Wenn's ums Essen geht, verstehen die Italiener keinen Spaß. Vor allem nicht, wenn ihre Traditionsrezepte neu interpretiert werden. Das wagte ein französischer Food-Blog und zog damit den Zorn Italiens auf sich.

Spaghetti Carbonara

Für Spaghetti Carbonara braucht man eigentlich nur drei Zutaten, abgesehen von Spaghetti, Salz und Pfeffer: Pecorino-Käse, Eier und Guanciale (Backenspeck vom Schwein).

Mit Italienern diskutiert man nicht übers Essen. Vor allem nicht über italienische Rezepte. Die wurden vor Jahrzehnten einmal festgelegt und dürfen nicht verändert werden. Keine Kompromisse. Wenn die Italiener nach Deutschland schielen und dabei zusehen müssen, dass manch einer Sahne in die Spaghetti Carbonara hinein gibt, schlagen sie die Hände vors Gesicht und rufen "Non si fa" - "Das macht man nicht". Jetzt gilt der Zorn zur Abwechslung nicht den Deutschen, sondern den Franzosen.

Der französische Foodblog Demotivateur hat es gewagt, die Spaghetti Carbonara neu zu interpretieren: als One-Pot-Pasta. Mit Barilla-Farfalle, Crème fraîche, Zwiebeln und einem rohen Ei on top. Das ist mehr als ein Fauxpas. Das grenzt in Italien an kulinarischer Blasphemie. Aber sehen Sie selbst: 

"Fünf Schweigeminuten für den Tod der Carbonara in Frankreich", kommentiert eine Facebook-Gruppe, die sich "Sai cosa mangi?" "Weißt du, was du isst?" nennt. Sie schreibt weiter: "Verzeiht ihnen, weil sie nicht wissen, was sie tun." Der Blog konnte wohl nicht ahnen, welche Wellen der Aufregung das Video auf Youtube schlagen würde. Laut dem "Telegraph" haben bis zu 1,3 Millionen Menschen das Carbonara-Desaster geklickt und auch kommentiert. Mittlerweile hat der Foodblog das Video vom Netz genommen. Eine weise Entscheidung, wie viele Italiener meinen. Denn in die echte Spaghetti Carbonara dürfen neben Spaghetti, Salz und Pfeffer nur drei weitere Zutaten: Pecorino-Käse, Eier und Guanciale (Backenspeck vom Schwein). Der Speck wird dabei scharf angebraten, Käse und Eier zu einer Masse vermengt und über die warmen, bissfesten Spaghetti gegeben. Die Sämigkeit der Pasta entsteht nur mithilfe des Eigelbs und eventuell noch einer Kelle Nudelwasser. Aber niemals mit Créme fraîche.

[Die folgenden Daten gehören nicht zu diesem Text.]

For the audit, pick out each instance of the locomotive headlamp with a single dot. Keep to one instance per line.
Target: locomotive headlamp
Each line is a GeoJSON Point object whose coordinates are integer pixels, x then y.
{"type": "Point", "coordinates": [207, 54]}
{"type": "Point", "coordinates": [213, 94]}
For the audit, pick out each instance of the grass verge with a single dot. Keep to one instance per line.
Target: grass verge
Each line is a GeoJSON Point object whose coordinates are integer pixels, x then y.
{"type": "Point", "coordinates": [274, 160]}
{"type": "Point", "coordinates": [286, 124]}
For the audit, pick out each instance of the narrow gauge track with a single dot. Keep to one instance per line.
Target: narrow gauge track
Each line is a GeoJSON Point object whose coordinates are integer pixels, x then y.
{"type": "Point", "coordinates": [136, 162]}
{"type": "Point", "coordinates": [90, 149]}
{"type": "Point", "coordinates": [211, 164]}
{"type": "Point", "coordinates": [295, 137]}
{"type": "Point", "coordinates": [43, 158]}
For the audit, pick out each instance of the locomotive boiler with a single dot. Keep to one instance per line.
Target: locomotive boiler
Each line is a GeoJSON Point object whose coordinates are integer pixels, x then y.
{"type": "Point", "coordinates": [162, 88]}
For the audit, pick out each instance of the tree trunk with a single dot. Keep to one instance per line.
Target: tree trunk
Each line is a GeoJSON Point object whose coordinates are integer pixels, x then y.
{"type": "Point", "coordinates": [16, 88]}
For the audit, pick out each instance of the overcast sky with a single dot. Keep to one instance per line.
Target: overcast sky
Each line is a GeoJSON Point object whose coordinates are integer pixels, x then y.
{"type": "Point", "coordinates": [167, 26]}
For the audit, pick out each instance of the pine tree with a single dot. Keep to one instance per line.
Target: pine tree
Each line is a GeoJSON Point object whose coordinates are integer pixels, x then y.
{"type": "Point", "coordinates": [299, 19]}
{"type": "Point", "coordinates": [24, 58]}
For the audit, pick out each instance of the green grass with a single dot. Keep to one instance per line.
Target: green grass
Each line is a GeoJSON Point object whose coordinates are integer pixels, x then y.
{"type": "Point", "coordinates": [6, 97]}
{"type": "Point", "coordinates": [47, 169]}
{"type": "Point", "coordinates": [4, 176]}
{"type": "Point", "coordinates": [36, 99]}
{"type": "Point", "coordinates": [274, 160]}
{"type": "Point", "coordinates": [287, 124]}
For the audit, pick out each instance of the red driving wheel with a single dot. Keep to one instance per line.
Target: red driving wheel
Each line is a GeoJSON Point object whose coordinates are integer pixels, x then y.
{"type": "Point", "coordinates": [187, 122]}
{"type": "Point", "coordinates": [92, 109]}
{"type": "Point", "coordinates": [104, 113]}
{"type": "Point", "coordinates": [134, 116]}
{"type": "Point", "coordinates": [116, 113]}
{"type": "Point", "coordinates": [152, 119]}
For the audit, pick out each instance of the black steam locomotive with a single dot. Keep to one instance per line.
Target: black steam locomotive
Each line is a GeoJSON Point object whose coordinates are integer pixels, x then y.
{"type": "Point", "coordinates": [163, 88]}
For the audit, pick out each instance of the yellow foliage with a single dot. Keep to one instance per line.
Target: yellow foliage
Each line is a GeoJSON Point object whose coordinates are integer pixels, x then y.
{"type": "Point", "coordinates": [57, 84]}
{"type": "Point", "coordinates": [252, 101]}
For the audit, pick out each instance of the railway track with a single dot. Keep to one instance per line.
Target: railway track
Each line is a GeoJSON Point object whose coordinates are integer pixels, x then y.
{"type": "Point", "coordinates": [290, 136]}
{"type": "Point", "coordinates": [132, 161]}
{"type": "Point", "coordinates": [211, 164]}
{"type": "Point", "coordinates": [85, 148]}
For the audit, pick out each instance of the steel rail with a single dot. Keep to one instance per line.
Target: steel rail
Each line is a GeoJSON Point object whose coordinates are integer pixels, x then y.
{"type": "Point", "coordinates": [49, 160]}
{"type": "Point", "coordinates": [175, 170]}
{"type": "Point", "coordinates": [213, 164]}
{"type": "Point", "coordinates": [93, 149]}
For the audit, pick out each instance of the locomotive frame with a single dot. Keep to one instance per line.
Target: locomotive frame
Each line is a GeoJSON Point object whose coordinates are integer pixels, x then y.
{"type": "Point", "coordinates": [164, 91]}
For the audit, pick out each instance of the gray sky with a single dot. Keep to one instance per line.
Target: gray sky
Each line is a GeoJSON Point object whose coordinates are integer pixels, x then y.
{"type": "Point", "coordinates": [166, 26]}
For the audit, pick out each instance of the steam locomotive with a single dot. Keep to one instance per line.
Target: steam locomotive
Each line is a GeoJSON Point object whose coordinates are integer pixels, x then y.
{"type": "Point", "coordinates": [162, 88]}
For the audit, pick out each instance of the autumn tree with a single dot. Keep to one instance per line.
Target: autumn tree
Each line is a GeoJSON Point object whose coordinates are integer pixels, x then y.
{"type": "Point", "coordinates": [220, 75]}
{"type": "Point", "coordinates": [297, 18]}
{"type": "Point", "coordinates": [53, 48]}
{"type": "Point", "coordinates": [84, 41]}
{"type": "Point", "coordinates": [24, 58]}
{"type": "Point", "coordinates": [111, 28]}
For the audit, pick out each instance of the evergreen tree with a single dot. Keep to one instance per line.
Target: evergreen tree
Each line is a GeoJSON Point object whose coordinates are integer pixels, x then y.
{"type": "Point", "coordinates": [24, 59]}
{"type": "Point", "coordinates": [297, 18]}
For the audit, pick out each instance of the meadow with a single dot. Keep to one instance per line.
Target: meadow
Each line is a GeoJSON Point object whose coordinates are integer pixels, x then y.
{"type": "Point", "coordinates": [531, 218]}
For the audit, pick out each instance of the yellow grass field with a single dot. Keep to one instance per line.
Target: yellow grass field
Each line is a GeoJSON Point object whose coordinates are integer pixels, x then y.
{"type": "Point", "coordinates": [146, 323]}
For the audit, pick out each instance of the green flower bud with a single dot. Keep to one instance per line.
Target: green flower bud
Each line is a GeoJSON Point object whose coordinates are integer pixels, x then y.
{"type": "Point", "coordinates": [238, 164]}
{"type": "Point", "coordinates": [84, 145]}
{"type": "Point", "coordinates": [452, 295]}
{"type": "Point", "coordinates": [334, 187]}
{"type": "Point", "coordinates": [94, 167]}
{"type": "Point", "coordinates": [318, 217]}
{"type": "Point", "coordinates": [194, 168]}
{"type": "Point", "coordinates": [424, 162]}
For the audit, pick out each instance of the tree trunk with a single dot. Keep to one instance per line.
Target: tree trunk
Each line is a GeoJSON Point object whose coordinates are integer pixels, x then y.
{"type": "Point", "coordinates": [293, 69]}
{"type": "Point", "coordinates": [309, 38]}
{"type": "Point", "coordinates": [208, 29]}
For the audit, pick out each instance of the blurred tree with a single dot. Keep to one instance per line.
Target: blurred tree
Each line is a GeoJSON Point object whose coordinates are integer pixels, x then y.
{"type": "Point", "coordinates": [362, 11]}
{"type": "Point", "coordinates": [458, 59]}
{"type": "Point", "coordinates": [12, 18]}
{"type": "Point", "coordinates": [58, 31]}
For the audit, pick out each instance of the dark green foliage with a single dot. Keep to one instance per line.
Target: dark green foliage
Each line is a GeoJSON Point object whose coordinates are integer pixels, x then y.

Carbonaragate erregt die italienischen Gemüter 

Sogar der italienische Nudelhersteller Barilla hat sich auf Facebook zu Carbonaragate, wie einige internationale Medien den Vorfall getauft haben, geäußert: 

"Mon dieu! Wir sind offen für alle kreativen Interpretationen der mythischen Carbonara, aber das geht zu weit... désolé, es tut uns Leid!" schreibt Barilla auf Facebook. "Versucht das Bild von gekochtem Speck mit diesem Originalrezept unseres Küchenchefs zu verdrängen", empfiehlt Barilla den Facebook-Usern und postet ein Rezept für eine traditionelle Spaghetti Carbonara.

Sogar die italienische Tageszeitung "La Repubblica" hat auf der ersten Seite über das Youtube-Video berichtet und die Franzosen darin beschuldigt, innerhalb von 46 Sekunden ein Gericht, das eigentlich die italienische Tradition symbolisiert, zerstört zu haben.

Barilla hingegen beharrt darauf, dass das Youtube-Video vom französischen Blog, die Barilla-Nudeln in ihrem Rezept verwenden, keine bezahlte Werbung sei, obwohl der Blog Demotivateur ein redaktioneller Partner von Barilla sei. Ein Sprecher von Barilla sagt, dass Demotivateur in diesem Fall einfach falsch gelegen habe und deshalb wurde das Video auch vom Netz genommen. Dafür habe Barilla aber ein ordnungsgemäßes Video der Spaghetti Carbonara veröffentlicht. 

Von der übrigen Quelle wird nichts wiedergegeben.